Economic trends have also forced many organisations to look more closely at how they can generate some return on investment on their customer data. If a mobile network operator can be 2% more accurate in predicting when a customer is likely to defect to a competitor and react accordingly, this can equate to hundreds of thousands of pounds of additional revenue. “Most of our customers are just trying to keep their heads above water,” says Colin Shearer, vice president of data mining for analytics company SPSS. “Many have spent a fortune aggregating data on their customers and now realise it’s hugely under-utilised.”
So how does predictive analytics technology differ from the standard analytics packages in which many organisations have already invested?
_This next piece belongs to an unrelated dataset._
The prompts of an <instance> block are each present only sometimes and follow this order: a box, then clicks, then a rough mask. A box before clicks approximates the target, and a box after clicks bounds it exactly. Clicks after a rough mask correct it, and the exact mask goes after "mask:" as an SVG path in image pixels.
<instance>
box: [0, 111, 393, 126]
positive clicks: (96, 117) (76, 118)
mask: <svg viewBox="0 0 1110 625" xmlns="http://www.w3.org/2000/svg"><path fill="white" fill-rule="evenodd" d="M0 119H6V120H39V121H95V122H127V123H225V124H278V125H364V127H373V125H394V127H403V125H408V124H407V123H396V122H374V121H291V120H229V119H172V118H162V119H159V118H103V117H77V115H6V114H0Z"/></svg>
According to Guy Creese, an analyst at research company Aberdeen Group, the key difference is in the number of variables and exceptions predictive analysis is able to take into account.
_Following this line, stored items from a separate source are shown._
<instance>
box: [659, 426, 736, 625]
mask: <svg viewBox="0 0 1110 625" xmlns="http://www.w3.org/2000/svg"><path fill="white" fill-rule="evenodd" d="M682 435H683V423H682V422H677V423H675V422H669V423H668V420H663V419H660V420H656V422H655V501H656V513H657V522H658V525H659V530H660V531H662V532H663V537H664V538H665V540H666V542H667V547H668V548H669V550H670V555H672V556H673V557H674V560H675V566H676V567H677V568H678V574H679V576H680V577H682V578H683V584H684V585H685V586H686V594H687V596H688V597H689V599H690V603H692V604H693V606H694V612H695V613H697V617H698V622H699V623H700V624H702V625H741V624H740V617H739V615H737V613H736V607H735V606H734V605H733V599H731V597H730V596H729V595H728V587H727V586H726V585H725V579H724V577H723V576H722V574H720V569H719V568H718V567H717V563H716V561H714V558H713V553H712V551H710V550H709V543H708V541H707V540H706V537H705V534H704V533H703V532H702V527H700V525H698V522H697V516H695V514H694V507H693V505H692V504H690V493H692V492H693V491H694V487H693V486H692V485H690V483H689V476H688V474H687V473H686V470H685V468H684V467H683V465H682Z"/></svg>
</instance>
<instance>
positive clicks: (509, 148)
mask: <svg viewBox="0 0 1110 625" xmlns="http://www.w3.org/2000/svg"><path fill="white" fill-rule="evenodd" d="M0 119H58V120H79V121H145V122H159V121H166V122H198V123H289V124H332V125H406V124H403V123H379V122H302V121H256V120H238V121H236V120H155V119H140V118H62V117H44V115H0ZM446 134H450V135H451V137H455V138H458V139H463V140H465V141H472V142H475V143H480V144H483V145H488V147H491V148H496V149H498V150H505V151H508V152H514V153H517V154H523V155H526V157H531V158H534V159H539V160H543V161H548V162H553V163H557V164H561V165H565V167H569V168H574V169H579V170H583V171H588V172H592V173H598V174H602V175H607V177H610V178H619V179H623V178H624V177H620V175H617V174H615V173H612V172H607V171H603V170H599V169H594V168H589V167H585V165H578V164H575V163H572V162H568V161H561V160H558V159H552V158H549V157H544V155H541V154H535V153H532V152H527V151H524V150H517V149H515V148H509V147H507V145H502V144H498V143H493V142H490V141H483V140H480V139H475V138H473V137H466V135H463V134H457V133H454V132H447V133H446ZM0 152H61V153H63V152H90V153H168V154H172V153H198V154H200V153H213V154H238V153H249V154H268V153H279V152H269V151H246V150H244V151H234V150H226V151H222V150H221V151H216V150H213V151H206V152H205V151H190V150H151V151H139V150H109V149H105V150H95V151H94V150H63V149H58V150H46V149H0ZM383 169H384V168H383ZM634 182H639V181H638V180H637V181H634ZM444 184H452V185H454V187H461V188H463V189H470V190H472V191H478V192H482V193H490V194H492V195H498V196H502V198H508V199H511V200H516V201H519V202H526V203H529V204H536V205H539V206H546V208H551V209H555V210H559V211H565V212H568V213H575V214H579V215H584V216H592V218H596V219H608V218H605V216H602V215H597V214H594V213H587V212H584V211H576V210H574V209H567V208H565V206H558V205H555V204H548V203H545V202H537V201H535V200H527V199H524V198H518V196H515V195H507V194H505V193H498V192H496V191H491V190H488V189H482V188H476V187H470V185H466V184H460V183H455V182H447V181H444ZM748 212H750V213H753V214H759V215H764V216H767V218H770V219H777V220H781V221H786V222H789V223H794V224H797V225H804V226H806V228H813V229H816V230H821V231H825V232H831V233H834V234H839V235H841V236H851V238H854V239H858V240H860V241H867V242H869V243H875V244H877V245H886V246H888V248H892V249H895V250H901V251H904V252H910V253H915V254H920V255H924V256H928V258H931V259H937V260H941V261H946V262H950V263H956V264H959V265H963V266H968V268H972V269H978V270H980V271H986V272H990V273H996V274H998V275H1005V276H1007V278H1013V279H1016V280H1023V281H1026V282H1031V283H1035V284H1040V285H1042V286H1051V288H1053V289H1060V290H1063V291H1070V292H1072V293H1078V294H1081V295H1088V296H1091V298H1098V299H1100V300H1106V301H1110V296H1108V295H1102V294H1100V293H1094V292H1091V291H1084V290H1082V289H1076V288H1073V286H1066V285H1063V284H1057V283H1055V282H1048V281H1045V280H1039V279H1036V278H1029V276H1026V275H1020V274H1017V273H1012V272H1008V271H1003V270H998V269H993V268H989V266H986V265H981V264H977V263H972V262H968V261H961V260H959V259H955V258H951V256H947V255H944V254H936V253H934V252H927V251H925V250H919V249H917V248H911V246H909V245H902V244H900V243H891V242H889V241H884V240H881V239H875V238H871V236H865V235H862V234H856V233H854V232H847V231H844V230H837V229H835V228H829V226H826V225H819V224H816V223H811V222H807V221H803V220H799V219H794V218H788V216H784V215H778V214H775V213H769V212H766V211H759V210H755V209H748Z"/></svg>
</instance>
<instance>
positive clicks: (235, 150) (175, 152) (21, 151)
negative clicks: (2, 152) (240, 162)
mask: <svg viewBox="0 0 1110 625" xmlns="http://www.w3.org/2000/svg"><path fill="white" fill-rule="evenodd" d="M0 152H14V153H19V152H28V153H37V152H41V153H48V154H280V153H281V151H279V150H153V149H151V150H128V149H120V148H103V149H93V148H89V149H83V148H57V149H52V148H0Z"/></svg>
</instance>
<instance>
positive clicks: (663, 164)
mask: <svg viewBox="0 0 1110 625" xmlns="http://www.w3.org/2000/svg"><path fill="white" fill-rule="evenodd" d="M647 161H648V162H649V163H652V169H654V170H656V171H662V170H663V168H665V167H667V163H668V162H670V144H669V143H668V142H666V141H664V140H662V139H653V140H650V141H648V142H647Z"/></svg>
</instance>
When business managers make assumptions about how customers will react to certain offers, explains Creese, they frequently do not take these exceptions on board, so create simple rules based on ‘If X bought Y, then X will probably buy Z’. Predictive analysis introduces so many more scenarios that the likelihood of this happening is greatly increased. Traditional business intelligence packages, such as those that plug into enterprise applications from Oracle or SAP, simply identify patterns in behaviour and do not interpret them.
According to Judy Bayer, vice president of analytics at NCR, the greater the number of potential variables an organisation can feed into the system, the greater the potential for accuracy. This is why predictive analysis works best in industries that amass huge amounts of data on their customers, such as telecommunications, retail or banking. Capital One, for example, has the equivalent of 85 terabytes of data residing in its data warehouse. “We take data from whatever sources are available. We load it into our systems, analyse it, test our analysis, modify it and test it again,” explains European CIO Catherine Doran. “That’s the only way we can learn going forward.”
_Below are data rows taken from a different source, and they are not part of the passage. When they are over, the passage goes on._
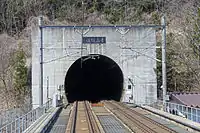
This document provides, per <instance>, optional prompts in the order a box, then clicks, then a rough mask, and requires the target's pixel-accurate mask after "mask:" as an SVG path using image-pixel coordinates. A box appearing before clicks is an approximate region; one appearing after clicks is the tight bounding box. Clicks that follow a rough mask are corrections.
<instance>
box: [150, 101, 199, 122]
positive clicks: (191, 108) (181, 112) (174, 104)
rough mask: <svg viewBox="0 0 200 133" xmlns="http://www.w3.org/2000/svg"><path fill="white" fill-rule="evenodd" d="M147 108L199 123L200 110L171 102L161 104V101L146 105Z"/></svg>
mask: <svg viewBox="0 0 200 133" xmlns="http://www.w3.org/2000/svg"><path fill="white" fill-rule="evenodd" d="M148 106H151V107H153V108H156V109H159V110H163V111H165V112H168V113H171V114H174V115H178V116H181V117H184V118H187V119H189V120H192V121H194V122H198V123H200V108H194V107H190V106H185V105H183V104H177V103H172V102H163V101H161V100H155V101H154V102H152V103H151V104H148Z"/></svg>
UK supermarket chain Co-operative Retail has almost two billion rows of customer data sitting in a six-node data warehouse cluster. According to Martin Willcox, Co-op’s data architecture manager, the company collects as much data as it can on its customers, from real-time point-of-sale reports and basket analysis to loyalty card data and external factors such as age and demographics. Because customer behaviour is so susceptible to change, Co-op reviews its models monthly using the latest available data and repositions its in-store marketing and loyalty card offers accordingly.
One of the cleverest aspects of predictive analytics, claim vendors, is that it can learn from its successes and mistakes. By feeding the results of a campaign back into the system, this adds more variables for it to play with and heightens its potential for accuracy.
One area in which this ‘self-learning’ capability has proven particularly successful is in fraud analysis. Israel-based telecommunications software provider ECTel prevented two cases of potential fraud in a month for one of its customers using a predictive analytics tool from SPSS. The system was able to use the historical information ECTel had amassed on previous cases to suggest that the same type of fraud was likely to happen again. As new frauds occur, these are fed into the system and used in future analyses.
Ultimately however, knowing what is likely to happen in the future is useless unless an organisation is able to act on that information. For Verhoeff at CenterParcs, the main challenge he encounters in using predictive analytics is not in generating reliable predictions, but translating them into plain English for the staff that act on its recommendations.
“Lots of companies forget that it’s not about the tool. It’s about context,” he says. “My employees need to know why they’re suggesting a certain product to a particular customer. They’re not doing it because a piece of technology told them so.”